On the face of it, Cambodia should be devastated by AIDS. Brothels are commonplace in the impoverished country, illegal drugs are widely available, and government spending on health care is only about two dollars a person each year. But the rate of new AIDS infections has dropped during the past decade. Rory Byrne reports for VOA from Phnom Penh on how Cambodia is turning the tide against AIDS.
In 1997, 3.2 of Cambodians were infected with HIV, the virus that causes AIDS. The United Nations office dealing with AIDS, UNAIDS, says that among sex workers the figure was almost 40 percent.
Today, UNAIDS says only about 1.6 percent of the general population is infected, with about 20 percent of sex workers believed to be infected.
Dr. Mean Chhi Vun is the director of Cambodia's National Center for HIV, AIDS, Dermatology and Sexually Transmitted Infections. He says the key to Cambodia's success has been a multi-faceted plan in which government and aid groups work together at all levels to fight the disease.
"As you may know, Cambodia is one of the poorest countries in the world," he said. "So we work together with all partners - including bilateral, multilateral, the international finance agencies like World Bank, ADB, the academic institutions, and the civil society including NGOs and community-based organizations."
Cambodia is still recovering from decades of conflict. Thousands of women see no choice but to become sex workers, and the country has a young, migrant population.

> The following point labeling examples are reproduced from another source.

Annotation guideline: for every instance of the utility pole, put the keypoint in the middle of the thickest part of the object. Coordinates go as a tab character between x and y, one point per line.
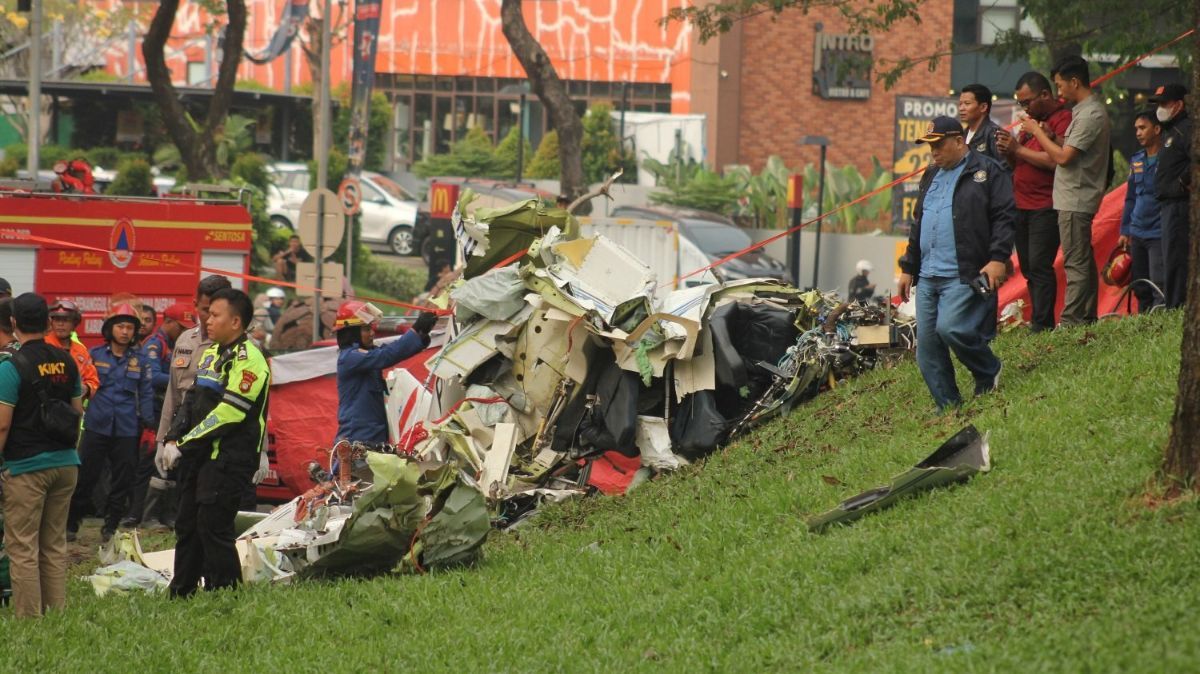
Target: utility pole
322	157
35	90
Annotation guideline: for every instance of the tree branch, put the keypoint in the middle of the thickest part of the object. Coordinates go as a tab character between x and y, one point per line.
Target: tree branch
601	191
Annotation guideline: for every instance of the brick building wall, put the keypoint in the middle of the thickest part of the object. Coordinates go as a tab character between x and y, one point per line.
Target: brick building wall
778	106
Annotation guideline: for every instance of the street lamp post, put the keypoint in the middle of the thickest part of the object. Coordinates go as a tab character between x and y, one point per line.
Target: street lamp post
823	143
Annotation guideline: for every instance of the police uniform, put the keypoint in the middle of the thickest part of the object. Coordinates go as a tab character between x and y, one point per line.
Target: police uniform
1174	187
117	414
220	434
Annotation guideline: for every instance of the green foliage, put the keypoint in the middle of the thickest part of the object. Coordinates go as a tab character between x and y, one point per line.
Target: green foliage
377	126
763	197
471	156
507	155
251	169
603	154
1054	561
133	179
545	163
388	278
339	163
705	190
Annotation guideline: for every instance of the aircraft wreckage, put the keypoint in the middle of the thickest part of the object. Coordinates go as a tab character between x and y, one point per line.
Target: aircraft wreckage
565	369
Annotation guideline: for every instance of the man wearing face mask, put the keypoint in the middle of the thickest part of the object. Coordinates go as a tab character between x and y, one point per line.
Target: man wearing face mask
1174	187
1037	222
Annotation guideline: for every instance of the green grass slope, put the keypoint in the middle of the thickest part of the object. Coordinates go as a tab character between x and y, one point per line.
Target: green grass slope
1050	563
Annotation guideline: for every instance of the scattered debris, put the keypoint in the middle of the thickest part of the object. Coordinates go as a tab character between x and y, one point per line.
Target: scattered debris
955	461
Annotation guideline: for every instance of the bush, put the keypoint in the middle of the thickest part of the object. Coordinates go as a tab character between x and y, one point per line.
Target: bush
105	157
133	179
507	155
251	169
393	281
545	163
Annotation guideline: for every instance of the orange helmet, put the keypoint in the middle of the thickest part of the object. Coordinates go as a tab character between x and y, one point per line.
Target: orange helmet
121	313
1119	270
354	313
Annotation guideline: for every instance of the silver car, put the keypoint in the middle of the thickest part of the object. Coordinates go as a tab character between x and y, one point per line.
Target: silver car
389	211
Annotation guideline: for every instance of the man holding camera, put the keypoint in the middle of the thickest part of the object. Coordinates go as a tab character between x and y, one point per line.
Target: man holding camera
958	250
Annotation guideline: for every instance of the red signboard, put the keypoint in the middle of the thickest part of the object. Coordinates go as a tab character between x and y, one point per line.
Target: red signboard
89	250
443	199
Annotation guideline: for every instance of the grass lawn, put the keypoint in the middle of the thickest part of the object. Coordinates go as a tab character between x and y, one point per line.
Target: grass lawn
1050	563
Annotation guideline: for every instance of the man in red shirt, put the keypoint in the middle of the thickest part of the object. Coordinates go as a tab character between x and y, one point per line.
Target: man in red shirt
1037	223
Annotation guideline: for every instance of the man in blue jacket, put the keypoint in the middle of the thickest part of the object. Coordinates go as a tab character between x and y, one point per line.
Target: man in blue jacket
117	414
361	414
1141	228
957	258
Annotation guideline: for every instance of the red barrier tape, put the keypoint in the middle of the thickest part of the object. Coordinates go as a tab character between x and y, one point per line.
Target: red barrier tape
899	180
34	238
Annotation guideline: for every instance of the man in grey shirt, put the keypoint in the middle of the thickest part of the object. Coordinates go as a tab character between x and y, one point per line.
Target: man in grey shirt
1083	157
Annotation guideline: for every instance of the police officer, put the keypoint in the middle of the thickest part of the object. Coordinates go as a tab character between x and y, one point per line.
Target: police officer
217	440
40	459
117	414
1174	186
185	356
175	319
361	414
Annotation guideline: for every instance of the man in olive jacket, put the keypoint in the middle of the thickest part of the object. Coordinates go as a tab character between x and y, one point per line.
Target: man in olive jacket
957	258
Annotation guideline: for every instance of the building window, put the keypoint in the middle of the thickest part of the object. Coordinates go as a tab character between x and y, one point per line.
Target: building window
426	124
197	73
996	18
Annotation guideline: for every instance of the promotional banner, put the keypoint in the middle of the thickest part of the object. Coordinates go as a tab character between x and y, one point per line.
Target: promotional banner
366	34
294	13
913	114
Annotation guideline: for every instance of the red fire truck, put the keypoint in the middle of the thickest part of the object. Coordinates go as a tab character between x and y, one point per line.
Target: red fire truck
84	248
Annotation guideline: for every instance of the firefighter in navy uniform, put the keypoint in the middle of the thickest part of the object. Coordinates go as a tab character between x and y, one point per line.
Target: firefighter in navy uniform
216	441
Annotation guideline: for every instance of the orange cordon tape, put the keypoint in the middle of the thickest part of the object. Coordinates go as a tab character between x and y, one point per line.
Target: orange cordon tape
899	180
23	236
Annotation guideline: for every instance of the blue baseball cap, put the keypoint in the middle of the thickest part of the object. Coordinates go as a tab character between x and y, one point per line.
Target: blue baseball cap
941	127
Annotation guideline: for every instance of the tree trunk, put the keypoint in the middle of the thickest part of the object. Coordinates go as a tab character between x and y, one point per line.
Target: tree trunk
552	92
197	148
1181	463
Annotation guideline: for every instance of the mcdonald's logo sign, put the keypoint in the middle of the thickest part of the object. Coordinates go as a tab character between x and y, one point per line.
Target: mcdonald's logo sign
443	198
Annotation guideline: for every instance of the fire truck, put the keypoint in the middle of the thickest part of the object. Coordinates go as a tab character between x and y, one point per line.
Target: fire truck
87	247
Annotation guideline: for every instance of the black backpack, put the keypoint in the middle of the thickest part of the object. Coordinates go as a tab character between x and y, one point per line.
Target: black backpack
58	417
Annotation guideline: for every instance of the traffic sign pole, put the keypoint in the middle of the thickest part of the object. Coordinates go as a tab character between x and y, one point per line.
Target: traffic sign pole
321	257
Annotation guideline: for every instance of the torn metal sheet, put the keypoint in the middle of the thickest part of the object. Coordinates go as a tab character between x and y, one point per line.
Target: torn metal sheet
601	275
955	461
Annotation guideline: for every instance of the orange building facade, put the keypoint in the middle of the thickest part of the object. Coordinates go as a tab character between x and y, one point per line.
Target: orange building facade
447	67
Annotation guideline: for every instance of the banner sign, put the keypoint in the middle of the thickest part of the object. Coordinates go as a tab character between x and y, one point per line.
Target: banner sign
294	14
366	38
913	114
841	65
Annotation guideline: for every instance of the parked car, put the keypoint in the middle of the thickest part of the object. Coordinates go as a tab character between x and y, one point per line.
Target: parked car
714	236
492	193
389	211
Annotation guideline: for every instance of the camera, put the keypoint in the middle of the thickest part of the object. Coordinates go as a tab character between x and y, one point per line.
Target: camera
982	286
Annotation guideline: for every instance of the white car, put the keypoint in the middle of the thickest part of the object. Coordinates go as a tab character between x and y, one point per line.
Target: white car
389	211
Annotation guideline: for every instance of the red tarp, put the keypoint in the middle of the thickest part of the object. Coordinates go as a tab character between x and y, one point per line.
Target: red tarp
304	420
1105	229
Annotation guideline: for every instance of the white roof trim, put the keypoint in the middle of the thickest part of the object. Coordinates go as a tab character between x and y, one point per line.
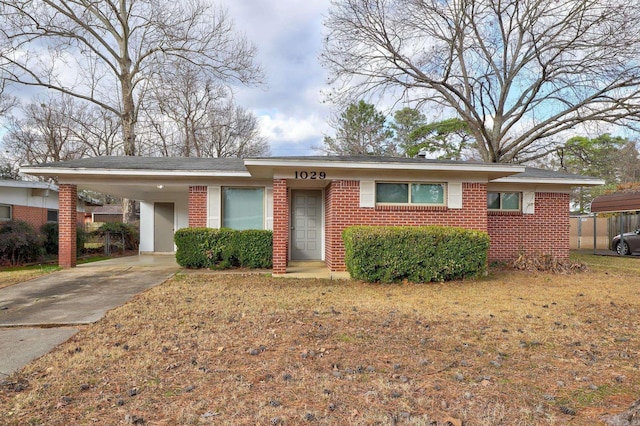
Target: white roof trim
62	171
27	184
471	167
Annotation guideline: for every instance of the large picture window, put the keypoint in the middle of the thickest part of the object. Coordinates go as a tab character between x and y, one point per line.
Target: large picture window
504	201
5	212
243	208
410	193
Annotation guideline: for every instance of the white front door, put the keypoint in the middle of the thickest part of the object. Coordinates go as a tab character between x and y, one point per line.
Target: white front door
306	225
163	217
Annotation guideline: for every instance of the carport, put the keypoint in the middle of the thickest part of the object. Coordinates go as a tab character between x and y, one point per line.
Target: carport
621	203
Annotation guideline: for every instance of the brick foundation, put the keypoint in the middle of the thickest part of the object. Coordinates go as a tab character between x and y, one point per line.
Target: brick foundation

All of these factors can contribute to rising HIV infection rates.
The U.N. AIDS co-coordinator in Cambodia, Tony Lisle, says the government deserves great credit for having the political will to tackle the disease.
"The Cambodian government basically has opened the space for all the key players to play their role," he said. "The government has essentially, for example, in terms of the sex work and client environment, the government approved and the prime minister basically established a policy for the 100 percent condom use program in brothels, so it opened the door for a scaled response."
Encouraging the use of condoms has been an important part of the strategy. The government sponsors safe-sex ads on billboards, television and radio. Activist groups distribute condoms and make sure that people how to use them.
"We try to normalize the condom use in Cambodia by educating them through the CUP (100 percent Condom Use Program) campaign," said Dan Borapich, a spokesman for Population Services International, the largest distributor of subsidized condoms in Cambodia. "You know, use a condom, and also increase the visibility of condoms through our distribution channel, like we try to make sure that condoms available at even supermarket, mini-market, stall, you know, pharmacy, everywhere."
Another important part of the strategy is treating those infected with cheap or free anti-retroviral drugs.
Tony Lisle of UNAIDS says that about 25,000 patients are receiving treatment in Cambodia - nearly 80 percent of all those who need treatment. The bulk of the life-saving drugs are provided by the Global Fund for Tuberculosis, AIDS and Malaria.
"I think Cambodia, of all countries in the region, is a major success story in terms of getting all of those who need to be on treatment, on treatment," said Lisle.
Despite the progress, experts warn there remains a chance the infection rate could still rise, particularly among those groups engaging in high- risk behavior. Studies show, for example, that new infections among men who have sex with men and those who use illegal injected drugs are still increasing in Cambodia.
The infection rate also is increasing among so-called indirect sex workers - women working in beer gardens, karaoke clubs and hostess bars.
AIDS experts say these women often have a steady partner and do not use a condom with that man, although neither the woman nor the man may be faithful.
HIV infection rates also are high among men who have moved to Phnom Penh from the countryside to work. These men often become infected at brothels and then take the virus home to their wives.
For many of those infected with HIV, life is difficult. Cambodia's health-care system is basic at best. Conditions are unhygienic. Modern medical equipment is almost non-existent.
And discrimination against AIDS sufferers is commonplace, despite efforts being made to stamp it out.
Mony is HIV positive and works for the Cambodian Community of Women living with HIV/AIDS.
"In the community, stigma and discrimination is still happening. Nobody wants to talk to the PLHA - people living with HIV and AIDS - nobody wants to buy their products," said Mony. "So, it is still very hard ... even the stigma and discrimination in the health center and also at the national level ... it is still happening, yeah."
Despite these problems, Cambodia has become an example of how to fight the disease. AIDS experts say the lesson from Cambodia is that if the political will is there from the top, the disease can be contained, even in the poorest nations.